I understand completely - the guy is incapable of putting his own points across in his own words in a compact form, so no one who has anything else to do with their time can read more than a tiny fraction of the thread.

Quote
I will confess after reading your clarifications on the subject that I find much more agreement with you than I do with Don.

I think if you were to try to draw our positions in a diagram, there would be two circles with a small area of overlap between them. Don's position is represented by one of those circles while the positions of the rest of us are collectively represented by the other and our individual circles within that collective one would vary very little from each other.

Quote
Nevertheless, the one issue I still disagree with you on is a viable consciousness outside the brain. I am willing to overlook that and submit that we can agree to disagree in a friendly manner.

I'm in disagreement with myself on that point - I can't see how it can be viable inside or outside of the brain.

Quote
However, finding any sort of cordial arrangement with Don has become impossible. His insults, calling some of us swine and monkeys has him looking and sounding like a simple brat. I simply have no use for that sort of attitude, and his unwillingness to calmly discuss, he only wants to argue his points as if nobody else is smart enough to understand his brilliance. Nothing but a waste!

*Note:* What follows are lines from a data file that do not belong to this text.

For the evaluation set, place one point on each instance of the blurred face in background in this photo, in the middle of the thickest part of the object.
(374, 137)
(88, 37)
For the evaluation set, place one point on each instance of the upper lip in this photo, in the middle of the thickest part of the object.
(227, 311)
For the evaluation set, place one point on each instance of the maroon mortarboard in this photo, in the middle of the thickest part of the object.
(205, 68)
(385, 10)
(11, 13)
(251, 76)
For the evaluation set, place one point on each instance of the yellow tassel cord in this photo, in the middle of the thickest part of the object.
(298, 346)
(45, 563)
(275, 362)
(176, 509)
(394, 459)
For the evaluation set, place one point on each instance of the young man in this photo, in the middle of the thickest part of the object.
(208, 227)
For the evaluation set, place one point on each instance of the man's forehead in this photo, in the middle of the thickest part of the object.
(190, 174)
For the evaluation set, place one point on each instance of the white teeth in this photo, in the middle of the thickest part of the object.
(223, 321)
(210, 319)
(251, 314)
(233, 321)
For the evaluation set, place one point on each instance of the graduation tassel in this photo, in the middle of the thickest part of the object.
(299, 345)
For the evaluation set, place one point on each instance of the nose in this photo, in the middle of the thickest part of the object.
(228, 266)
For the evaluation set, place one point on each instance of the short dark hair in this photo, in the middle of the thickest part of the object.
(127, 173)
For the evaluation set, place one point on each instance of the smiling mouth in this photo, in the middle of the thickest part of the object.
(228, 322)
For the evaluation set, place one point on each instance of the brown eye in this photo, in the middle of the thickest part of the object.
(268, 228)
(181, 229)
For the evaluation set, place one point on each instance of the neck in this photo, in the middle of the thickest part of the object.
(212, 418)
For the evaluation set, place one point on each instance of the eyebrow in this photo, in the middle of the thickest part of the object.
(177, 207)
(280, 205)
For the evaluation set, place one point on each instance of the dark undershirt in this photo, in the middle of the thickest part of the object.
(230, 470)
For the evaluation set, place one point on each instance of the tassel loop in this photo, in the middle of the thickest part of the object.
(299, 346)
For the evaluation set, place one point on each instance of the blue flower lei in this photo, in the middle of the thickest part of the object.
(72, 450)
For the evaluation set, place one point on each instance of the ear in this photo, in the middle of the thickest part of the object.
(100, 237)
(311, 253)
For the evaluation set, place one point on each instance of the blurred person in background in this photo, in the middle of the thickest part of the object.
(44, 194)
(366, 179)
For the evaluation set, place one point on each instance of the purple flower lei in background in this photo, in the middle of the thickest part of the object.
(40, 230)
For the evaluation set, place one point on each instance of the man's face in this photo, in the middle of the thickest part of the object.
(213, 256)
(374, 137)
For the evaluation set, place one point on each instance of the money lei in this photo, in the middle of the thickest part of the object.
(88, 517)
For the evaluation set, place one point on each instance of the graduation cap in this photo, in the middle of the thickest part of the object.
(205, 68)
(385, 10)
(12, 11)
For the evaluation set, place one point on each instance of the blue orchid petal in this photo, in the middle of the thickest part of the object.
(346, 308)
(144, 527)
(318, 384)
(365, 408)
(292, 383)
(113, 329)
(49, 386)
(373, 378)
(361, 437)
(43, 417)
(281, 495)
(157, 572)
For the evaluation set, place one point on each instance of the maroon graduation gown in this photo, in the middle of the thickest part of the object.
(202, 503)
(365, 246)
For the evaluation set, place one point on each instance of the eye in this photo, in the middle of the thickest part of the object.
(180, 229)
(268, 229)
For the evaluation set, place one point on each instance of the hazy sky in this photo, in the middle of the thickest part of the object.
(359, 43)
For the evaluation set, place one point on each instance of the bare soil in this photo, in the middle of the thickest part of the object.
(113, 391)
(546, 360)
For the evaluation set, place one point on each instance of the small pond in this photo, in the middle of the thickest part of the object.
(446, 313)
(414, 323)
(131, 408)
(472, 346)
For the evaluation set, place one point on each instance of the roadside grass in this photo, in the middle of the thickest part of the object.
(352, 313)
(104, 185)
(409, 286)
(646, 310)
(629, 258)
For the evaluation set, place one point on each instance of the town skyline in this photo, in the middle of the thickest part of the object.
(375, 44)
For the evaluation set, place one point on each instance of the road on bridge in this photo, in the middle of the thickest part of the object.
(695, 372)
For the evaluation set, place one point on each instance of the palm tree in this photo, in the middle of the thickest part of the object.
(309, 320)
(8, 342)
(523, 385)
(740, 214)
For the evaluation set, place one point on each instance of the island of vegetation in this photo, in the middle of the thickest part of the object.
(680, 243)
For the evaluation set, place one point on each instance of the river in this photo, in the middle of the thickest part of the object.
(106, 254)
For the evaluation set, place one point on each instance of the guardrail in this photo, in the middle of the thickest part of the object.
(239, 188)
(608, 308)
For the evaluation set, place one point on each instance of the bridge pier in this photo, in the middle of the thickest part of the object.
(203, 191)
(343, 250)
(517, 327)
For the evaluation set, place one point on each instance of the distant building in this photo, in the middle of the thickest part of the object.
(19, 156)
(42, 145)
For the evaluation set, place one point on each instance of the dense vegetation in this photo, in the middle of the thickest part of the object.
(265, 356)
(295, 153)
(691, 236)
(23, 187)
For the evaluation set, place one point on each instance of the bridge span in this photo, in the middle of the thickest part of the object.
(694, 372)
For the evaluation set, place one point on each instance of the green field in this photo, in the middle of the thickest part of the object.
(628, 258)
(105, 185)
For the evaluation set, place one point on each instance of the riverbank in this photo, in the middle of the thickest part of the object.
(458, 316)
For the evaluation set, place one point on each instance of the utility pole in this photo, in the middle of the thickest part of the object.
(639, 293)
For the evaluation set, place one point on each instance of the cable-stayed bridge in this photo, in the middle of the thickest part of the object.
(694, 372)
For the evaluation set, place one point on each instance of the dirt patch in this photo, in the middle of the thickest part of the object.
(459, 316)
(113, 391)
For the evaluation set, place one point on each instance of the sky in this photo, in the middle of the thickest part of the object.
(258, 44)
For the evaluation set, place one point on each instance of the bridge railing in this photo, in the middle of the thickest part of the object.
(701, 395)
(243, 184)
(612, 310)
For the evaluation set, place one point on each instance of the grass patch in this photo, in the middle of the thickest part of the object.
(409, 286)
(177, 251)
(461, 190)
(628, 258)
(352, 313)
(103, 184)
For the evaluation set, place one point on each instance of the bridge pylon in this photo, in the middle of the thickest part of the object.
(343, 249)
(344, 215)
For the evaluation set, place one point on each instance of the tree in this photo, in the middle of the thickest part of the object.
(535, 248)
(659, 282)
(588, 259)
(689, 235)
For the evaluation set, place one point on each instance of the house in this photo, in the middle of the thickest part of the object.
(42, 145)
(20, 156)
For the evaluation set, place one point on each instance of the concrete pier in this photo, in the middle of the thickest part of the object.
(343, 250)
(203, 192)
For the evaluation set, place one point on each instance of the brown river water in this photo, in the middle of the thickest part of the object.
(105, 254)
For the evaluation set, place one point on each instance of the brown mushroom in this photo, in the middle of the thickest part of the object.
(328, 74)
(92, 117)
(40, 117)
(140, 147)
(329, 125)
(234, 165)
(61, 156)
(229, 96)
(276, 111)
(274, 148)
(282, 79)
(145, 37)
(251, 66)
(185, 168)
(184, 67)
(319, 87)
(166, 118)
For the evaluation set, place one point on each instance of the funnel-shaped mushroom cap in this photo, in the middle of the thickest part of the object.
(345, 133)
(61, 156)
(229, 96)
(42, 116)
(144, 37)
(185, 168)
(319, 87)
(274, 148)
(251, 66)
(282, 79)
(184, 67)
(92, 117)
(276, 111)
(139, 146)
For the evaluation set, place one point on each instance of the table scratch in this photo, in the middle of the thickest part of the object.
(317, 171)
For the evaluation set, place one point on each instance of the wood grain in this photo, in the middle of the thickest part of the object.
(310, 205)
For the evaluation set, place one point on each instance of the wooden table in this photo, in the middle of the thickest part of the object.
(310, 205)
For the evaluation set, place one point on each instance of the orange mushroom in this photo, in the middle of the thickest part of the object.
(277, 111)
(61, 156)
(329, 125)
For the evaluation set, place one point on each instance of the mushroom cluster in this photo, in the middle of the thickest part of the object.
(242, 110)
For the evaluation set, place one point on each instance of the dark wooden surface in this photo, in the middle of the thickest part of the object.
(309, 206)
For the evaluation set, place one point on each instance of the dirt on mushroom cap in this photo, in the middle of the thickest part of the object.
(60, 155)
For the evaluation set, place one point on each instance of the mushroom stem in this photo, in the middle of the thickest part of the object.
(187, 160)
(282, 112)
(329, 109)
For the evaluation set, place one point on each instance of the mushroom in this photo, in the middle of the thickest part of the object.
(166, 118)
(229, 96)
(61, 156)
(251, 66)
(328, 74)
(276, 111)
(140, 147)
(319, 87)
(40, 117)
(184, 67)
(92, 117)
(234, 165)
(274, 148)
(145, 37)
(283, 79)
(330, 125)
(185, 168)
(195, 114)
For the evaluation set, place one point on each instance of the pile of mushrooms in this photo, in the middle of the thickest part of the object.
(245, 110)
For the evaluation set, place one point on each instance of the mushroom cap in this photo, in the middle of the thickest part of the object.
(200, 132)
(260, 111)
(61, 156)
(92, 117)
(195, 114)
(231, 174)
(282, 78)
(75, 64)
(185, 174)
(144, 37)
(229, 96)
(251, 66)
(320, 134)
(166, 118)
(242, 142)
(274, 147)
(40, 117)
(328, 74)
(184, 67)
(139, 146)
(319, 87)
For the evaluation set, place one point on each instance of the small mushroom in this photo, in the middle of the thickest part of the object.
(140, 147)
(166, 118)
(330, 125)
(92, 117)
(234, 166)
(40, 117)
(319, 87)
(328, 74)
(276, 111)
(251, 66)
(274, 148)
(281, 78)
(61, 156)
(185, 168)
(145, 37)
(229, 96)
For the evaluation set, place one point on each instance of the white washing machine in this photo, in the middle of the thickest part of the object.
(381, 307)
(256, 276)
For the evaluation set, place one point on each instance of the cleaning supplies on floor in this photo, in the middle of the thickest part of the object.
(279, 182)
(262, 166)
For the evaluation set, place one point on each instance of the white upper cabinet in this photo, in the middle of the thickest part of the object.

The real trick is to starve a thread like that instead of feeding it. The level of attention he's getting is a substantial reward as it boosts his status - he is serving as some kind of teacher handing out reading material for the class to work through, but the quality of most of it is either shoddy or out of date. I don't understand why people are letting him manipulate them in that way when they could find far better things to read on the subject by themselves.

*

Offline Ethos_

  • Neilep Level Member
  • ******
  • 1281
    • View Profile
Re: Quantifying Consciousness
« Reply #30 on: 07/01/2014 21:30:58 »


The real trick is to starve a thread like that instead of feeding it. The level of attention he's getting is a substantial reward as it boosts his status - he is serving as some kind of teacher handing out reading material for the class to work through, but the quality of most of it is either shoddy or out of date. I don't understand why people are letting him manipulate them in that way when they could find far better things to read on the subject by themselves.
You must have been reading my mind there Dave, if you'll notice, I've voluntarily removed myself from that thread shortly before you posted this note. And BTW, you have earned my respect for dealing honestly and clearly about your interpretations regarding these issues. I look forward to further discussions with you my friend..............................Ethos
"The more things change, the more they remain the same."

*

Offline David Cooper

  • Neilep Level Member
  • ******
  • 1505
    • View Profile
Re: Quantifying Consciousness
« Reply #31 on: 07/01/2014 22:31:17 »
If this is a virtual universe, what is it a model of?

It could be a model of a real universe, or it could be an experimental model of a universe with invented laws of physics. From inside it, there's no way to tell.

Quote
If it is an adequate model, then it should replicate or simulate all the characteristics of a real one.

If consciousness/sentience can't be simulated, the only way to include it would be to host consciousness/sentience outside of the simulation but to connect it into it. If we tried to simulate this universe in a computer, consciousness/sentience could not be real within that simulation, but we could have real people (potentially with real consciousness/sentience in them) outside of the simulation with all their brains' inputs and outputs connected to the virtual model such that it appears to them to be absolute reality.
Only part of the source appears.